В XVII в. материал Августианской легенды включил в свое повествование автор «Сказания о Словене и Русе», которое, в свою очередь, оказалось включено в патриарший летописный свод 1652 г., а также распространялось в виде отдельных списков. В целом же в XVII в. интерес к Августианской легенде явно идет на спад.
Создание Святой Руси как истока Российского царства
Каждая церковь стремилась обрести своих святых, которые выполняли двойную функцию. С одной стороны, они представляли церковь среди других церквей, повышали ее престиж, придавали статус. С другой – святые выступали воплощением идеалов, христианской морали и в этой роли служили нравственными ориентирами, образцами для общества.
Первые русские святые были из княжеского дома Рюриковичей – Борис и Глеб (почитание возникает вскоре после их гибели, в XI в.), Ольга (почитание мощей с XI в., проложное житие со второй половины XII в.), св. Владимир (про-ложное житие со второй половины XII в., развитие почитания в XIII–XIV вв.)[223]. В этом смысле Русь следовала западноевропейской традиции аристократической святости, развития в первую очередь культов святых королей, в нашем случае – князей. Это указывает на роль власти в канонизационных процессах.
Второй линией была канонизация святителей, но она хронологически отставала. Первые святые были из церковных иерархов (региональные епископы), хотя их фигуры нередко легендарные. Например, легендарный первый русский митрополит Михаил, грек или «сириянин», был прославлен, когда его мощи перенесли в Киево-Печерскую лавру. Почитание первоначально носило местный характер. Дата его возникновения неизвестна, но точно фиксируется с XVII в. Предполагаемый первый епископ Новгорода, Иоким Корсунянин (ум. 1030 г.), стал местночтимым святым после 1439 г., когда архиепископ Евфимий учредил почитание нескольких средневековых новгородских иерарахов. Почитание киевского митрополита Илариона (ум. 1054/1055 г.) фиксируется не ранее XVII в. Число этих примеров можно расширить.

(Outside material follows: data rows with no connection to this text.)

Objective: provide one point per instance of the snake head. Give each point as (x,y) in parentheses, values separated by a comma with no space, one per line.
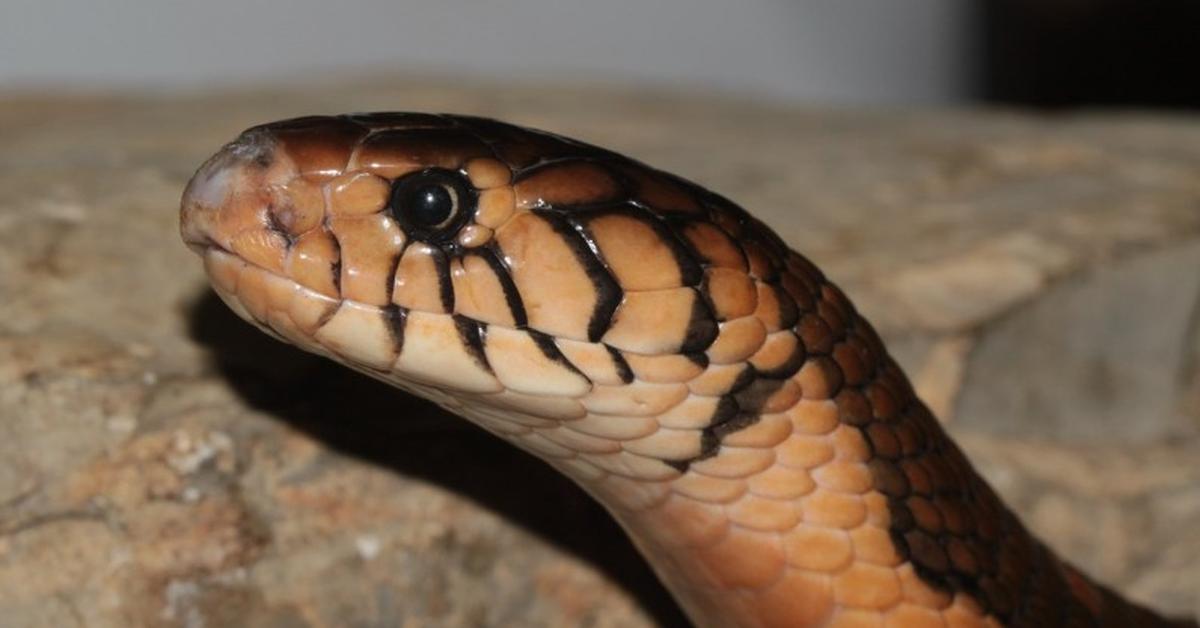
(509,274)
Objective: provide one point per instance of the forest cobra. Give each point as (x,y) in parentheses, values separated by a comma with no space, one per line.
(645,336)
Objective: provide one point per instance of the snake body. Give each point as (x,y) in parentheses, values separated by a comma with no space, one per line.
(647,338)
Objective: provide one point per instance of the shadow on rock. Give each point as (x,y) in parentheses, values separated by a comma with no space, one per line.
(373,422)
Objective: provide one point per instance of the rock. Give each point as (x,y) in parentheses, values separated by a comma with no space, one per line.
(161,464)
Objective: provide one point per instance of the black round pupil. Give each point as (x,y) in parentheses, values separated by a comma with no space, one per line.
(431,205)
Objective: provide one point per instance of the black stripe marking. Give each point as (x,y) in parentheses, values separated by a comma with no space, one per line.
(690,274)
(472,334)
(396,318)
(609,293)
(511,297)
(701,327)
(336,267)
(445,287)
(546,344)
(623,370)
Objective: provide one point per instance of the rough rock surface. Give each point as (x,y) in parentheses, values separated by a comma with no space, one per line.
(162,464)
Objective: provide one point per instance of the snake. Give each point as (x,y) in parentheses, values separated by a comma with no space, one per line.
(649,339)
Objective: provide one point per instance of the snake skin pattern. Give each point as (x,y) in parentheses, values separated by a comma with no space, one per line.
(651,340)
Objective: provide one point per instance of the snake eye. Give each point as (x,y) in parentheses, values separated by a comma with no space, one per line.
(433,203)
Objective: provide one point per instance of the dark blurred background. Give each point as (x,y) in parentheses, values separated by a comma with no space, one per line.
(1043,53)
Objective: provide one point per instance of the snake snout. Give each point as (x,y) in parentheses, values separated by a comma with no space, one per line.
(227,196)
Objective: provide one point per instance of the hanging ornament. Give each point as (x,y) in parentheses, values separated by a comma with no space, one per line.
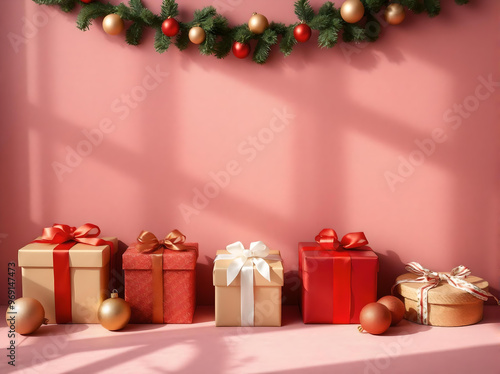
(302,33)
(395,306)
(352,11)
(197,35)
(375,318)
(394,14)
(241,50)
(26,314)
(170,27)
(114,313)
(258,23)
(112,24)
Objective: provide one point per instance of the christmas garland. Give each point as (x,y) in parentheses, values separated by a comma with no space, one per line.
(355,21)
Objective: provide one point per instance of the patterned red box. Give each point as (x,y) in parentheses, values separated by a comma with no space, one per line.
(178,285)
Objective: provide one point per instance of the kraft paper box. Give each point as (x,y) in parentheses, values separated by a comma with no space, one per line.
(267,295)
(89,273)
(336,285)
(179,286)
(447,305)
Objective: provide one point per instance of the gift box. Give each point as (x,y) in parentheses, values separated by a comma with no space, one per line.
(68,276)
(338,277)
(160,279)
(248,286)
(442,299)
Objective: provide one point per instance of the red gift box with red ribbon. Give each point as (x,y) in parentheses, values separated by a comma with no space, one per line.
(160,278)
(339,277)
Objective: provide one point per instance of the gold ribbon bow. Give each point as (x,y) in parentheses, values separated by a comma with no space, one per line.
(148,243)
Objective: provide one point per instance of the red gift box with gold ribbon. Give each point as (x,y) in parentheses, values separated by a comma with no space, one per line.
(339,277)
(160,278)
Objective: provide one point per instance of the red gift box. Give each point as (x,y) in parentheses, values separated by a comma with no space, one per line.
(177,283)
(338,277)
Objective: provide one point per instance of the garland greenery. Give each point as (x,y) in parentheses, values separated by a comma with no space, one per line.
(220,36)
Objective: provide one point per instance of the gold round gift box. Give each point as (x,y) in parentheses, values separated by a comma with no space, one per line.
(447,305)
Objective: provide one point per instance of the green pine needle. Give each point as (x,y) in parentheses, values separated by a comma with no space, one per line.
(162,42)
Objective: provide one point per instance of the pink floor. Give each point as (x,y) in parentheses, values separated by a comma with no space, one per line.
(293,348)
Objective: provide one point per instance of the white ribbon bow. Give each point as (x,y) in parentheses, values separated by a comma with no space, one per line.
(243,261)
(456,278)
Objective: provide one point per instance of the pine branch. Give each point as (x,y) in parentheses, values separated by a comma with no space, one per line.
(162,42)
(134,34)
(92,11)
(169,8)
(328,37)
(413,5)
(288,40)
(304,11)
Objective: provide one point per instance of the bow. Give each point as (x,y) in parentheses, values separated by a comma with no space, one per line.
(243,261)
(66,237)
(59,233)
(456,279)
(328,239)
(147,242)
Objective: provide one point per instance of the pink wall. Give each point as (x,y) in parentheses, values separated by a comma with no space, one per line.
(355,119)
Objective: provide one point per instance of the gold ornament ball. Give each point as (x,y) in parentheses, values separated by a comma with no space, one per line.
(112,24)
(26,315)
(352,11)
(197,35)
(394,14)
(258,23)
(114,313)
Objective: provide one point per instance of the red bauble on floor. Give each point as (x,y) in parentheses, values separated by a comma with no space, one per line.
(241,50)
(170,27)
(302,33)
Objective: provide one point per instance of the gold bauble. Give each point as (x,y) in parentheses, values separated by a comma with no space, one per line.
(114,313)
(26,315)
(352,11)
(197,35)
(258,23)
(394,14)
(112,24)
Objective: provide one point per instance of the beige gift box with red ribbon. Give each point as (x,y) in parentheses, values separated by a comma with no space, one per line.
(88,275)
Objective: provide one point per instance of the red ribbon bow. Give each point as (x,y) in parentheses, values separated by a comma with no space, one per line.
(65,237)
(328,239)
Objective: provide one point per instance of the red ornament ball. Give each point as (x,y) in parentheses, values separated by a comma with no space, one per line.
(395,306)
(302,33)
(170,27)
(375,318)
(241,50)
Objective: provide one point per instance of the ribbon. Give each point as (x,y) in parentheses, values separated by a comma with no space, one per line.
(148,243)
(456,278)
(329,240)
(243,261)
(66,237)
(342,268)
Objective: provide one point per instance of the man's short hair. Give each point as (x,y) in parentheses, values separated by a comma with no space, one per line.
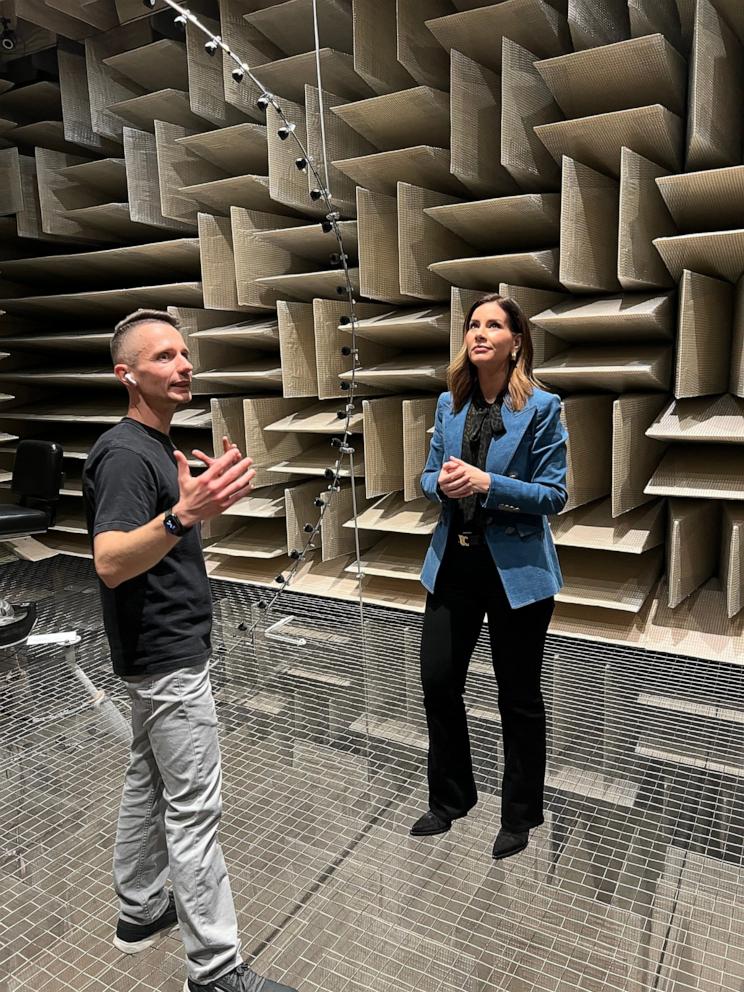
(124,327)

Момент возникновения культов фиксируется не без затруднений, потому что мы можем судить о нем только по дошедшим источникам (ранним спискам житий, упоминаниям о переносе мощей, посвящениях церквей и т. д.). Но не факт, что до нас дошли самые ранние, исходные свидетельства о возникновении почитаний. В то же время ранние и фрагментарные свидетельства не могут указывать на масштаб культа: местное почитание в рамках монастыря (характерно для захороненных в Киево-Печерской обители и других монастырях), почитание в рамках прихода, епархии, общерусское почитание и т. д. Поэтому о каком-то масштабном развитии культов русских святых мы можем уверенно говорить, когда эти свидетельства встречаются в более или менее репрезентативном масштабе, хотя бы в рамках города и земли (епархии). В большинстве случаев получается, что возникновение культа отделено от смерти святого интервалом в несколько десятилетий или даже столетий. Инициаторами почитания выступали местные церковные и светские власти, а также монастыри и крупные приходы, заинтересованные в появлении собственных святых.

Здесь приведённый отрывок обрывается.